> You mean this piece of nice code:
> 
>           /* Step 4: Close chains for registers that die here, unless
>              the register is mentioned in a REG_UNUSED note.  In that
>              case we keep the chain open until step #7 below to ensure
>              it conflicts with other output operands of this insn.
>              See PR 52573.  Arguably the insn should not have both
>              notes; it has proven difficult to fix that without
>              other undesirable side effects.  */
>           for (note = REG_NOTES (insn); note; note = XEXP (note, 1))
>             if (REG_NOTE_KIND (note) == REG_DEAD
>                 && !find_regno_note (insn, REG_UNUSED, REGNO (XEXP (note,
> 0)))) {
>                 remove_from_hard_reg_set (&live_hard_regs,
>                                           GET_MODE (XEXP (note, 0)),
>                                           REGNO (XEXP (note, 0)));
>                 scan_rtx (insn, &XEXP (note, 0), NO_REGS, terminate_dead,
>                           OP_IN);
>               }
> 
> ?

That one is fairly recent, but I was rather referring to:

          /* Process the insn, determining its effect on the def-use
             chains and live hard registers.  We perform the following
             steps with the register references in the insn, simulating
             its effect:
             (1) Deal with earlyclobber operands and CLOBBERs of non-operands
                 by creating chains and marking hard regs live.
[...]
             (7) For any REG_UNUSED, close any chains we just opened.
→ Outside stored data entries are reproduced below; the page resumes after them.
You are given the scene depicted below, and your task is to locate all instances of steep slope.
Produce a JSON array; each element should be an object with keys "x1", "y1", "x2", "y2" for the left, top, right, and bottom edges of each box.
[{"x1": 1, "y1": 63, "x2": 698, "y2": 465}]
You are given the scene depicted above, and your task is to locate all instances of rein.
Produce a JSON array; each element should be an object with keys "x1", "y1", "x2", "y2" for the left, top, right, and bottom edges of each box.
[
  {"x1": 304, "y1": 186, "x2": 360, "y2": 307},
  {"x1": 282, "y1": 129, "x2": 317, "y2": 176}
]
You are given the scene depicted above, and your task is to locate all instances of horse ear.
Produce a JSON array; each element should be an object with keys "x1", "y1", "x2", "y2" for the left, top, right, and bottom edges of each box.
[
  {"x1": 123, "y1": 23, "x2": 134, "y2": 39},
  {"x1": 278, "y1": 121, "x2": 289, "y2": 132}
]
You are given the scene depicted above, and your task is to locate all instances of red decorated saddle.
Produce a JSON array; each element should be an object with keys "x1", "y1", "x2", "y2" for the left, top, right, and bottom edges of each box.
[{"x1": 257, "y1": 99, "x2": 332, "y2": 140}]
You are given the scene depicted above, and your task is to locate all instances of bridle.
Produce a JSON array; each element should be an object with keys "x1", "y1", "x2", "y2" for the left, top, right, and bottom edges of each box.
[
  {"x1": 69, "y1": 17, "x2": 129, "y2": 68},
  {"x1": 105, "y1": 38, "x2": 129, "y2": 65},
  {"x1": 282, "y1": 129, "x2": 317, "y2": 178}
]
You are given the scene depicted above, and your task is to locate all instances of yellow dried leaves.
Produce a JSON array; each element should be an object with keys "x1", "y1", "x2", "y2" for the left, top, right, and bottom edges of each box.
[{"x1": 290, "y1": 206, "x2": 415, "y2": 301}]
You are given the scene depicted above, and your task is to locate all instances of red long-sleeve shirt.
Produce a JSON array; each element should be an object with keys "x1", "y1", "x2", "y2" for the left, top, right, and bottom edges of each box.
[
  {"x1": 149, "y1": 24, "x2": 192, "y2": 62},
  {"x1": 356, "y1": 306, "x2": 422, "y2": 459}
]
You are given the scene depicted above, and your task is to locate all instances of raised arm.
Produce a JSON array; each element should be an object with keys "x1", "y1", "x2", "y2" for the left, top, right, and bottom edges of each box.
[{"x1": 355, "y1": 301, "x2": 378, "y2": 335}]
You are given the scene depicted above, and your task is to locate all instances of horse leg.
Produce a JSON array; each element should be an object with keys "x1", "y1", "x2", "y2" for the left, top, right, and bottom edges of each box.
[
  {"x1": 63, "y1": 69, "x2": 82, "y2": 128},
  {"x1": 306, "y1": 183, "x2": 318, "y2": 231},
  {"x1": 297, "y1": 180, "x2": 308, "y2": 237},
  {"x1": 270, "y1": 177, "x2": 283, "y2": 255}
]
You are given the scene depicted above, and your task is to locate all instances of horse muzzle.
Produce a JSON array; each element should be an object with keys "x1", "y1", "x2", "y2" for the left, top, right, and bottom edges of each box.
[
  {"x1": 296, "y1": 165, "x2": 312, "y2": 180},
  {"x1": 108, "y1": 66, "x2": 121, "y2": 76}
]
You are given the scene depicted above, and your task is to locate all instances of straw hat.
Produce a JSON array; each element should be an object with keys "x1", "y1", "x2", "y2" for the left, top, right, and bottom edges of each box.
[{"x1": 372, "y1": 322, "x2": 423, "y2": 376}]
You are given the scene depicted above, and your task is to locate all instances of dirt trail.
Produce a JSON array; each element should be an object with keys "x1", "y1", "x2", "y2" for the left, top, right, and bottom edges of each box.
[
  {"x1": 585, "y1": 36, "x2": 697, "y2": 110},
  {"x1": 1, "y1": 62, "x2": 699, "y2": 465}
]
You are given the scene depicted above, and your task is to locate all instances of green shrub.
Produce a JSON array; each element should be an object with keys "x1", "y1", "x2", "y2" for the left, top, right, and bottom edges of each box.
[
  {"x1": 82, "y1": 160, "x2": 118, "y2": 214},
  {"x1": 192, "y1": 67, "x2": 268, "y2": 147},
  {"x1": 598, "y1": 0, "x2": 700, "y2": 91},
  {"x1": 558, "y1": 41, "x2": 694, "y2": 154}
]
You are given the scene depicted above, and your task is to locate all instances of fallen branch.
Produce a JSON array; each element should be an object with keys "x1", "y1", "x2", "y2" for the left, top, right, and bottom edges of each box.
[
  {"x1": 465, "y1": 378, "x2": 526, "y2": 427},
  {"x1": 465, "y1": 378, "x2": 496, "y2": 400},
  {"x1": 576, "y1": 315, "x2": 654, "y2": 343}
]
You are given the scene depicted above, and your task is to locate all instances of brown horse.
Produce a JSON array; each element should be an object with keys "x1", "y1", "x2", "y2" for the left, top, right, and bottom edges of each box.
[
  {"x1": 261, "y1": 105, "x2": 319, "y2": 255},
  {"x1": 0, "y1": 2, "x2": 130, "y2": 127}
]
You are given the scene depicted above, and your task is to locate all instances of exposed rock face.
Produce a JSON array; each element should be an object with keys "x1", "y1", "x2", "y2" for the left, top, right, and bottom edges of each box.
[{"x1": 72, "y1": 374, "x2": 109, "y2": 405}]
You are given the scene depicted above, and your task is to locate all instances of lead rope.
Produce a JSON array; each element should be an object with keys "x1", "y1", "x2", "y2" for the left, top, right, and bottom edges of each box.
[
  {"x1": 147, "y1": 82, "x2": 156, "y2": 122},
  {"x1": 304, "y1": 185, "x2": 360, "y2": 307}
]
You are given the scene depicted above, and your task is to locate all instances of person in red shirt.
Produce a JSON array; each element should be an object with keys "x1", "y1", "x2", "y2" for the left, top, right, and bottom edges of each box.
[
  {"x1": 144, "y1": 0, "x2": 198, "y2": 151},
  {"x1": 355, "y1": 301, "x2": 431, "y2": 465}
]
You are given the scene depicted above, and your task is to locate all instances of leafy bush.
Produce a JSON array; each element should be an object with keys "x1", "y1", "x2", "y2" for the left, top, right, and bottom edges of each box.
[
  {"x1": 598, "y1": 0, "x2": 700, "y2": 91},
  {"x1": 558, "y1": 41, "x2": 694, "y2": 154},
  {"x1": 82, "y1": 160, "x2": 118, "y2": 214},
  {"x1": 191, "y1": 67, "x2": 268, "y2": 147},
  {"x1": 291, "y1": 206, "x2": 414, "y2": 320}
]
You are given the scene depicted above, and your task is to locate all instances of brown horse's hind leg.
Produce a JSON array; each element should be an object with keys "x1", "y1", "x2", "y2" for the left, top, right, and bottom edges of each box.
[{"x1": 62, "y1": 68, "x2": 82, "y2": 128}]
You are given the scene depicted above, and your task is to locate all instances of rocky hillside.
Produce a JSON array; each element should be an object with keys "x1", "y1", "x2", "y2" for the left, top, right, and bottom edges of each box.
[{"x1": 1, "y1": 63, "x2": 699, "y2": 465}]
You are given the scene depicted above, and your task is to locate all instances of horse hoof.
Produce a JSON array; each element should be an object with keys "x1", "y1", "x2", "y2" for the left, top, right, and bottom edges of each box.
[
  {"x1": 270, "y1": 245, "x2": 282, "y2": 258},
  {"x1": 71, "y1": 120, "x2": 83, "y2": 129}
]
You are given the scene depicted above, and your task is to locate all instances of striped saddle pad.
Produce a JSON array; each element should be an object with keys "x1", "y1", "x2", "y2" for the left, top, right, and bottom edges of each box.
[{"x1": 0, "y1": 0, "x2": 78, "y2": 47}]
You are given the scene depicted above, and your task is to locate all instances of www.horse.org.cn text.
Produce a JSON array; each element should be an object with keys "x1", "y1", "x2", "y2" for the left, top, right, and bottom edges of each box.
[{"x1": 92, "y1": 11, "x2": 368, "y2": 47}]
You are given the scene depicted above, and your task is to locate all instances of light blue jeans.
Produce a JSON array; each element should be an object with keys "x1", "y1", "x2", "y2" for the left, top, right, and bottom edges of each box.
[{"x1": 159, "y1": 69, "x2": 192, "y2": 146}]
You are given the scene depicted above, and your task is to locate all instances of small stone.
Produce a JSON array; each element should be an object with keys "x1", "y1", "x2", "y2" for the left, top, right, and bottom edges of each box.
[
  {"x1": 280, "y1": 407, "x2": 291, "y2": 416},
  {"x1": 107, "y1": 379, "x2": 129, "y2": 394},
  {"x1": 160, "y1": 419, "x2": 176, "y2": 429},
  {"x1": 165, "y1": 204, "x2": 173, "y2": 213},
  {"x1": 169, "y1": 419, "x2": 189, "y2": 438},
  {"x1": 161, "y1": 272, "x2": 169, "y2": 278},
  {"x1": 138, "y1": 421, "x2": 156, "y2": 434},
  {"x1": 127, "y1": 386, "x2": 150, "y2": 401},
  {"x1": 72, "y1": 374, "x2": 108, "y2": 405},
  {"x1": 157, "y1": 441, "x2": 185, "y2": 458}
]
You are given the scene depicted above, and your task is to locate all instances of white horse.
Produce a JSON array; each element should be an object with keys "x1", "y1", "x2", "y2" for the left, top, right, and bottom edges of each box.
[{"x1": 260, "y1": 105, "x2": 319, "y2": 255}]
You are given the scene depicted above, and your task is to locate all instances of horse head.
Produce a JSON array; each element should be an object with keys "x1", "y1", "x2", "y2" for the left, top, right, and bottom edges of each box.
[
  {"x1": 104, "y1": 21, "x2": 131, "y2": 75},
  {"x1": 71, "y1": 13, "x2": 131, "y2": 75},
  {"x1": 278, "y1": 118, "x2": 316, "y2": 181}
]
(7) does actually more than advertised above:

          /* Step 7: Close chains for registers that were never
             really used here.  */
          for (note = REG_NOTES (insn); note; note = XEXP (note, 1))
            if (REG_NOTE_KIND (note) == REG_UNUSED)
              {
                remove_from_hard_reg_set (&live_hard_regs,
                                          GET_MODE (XEXP (note, 0)),
                                          REGNO (XEXP (note, 0)));

So (7) also closes the live ranges of hard regs opened in (1).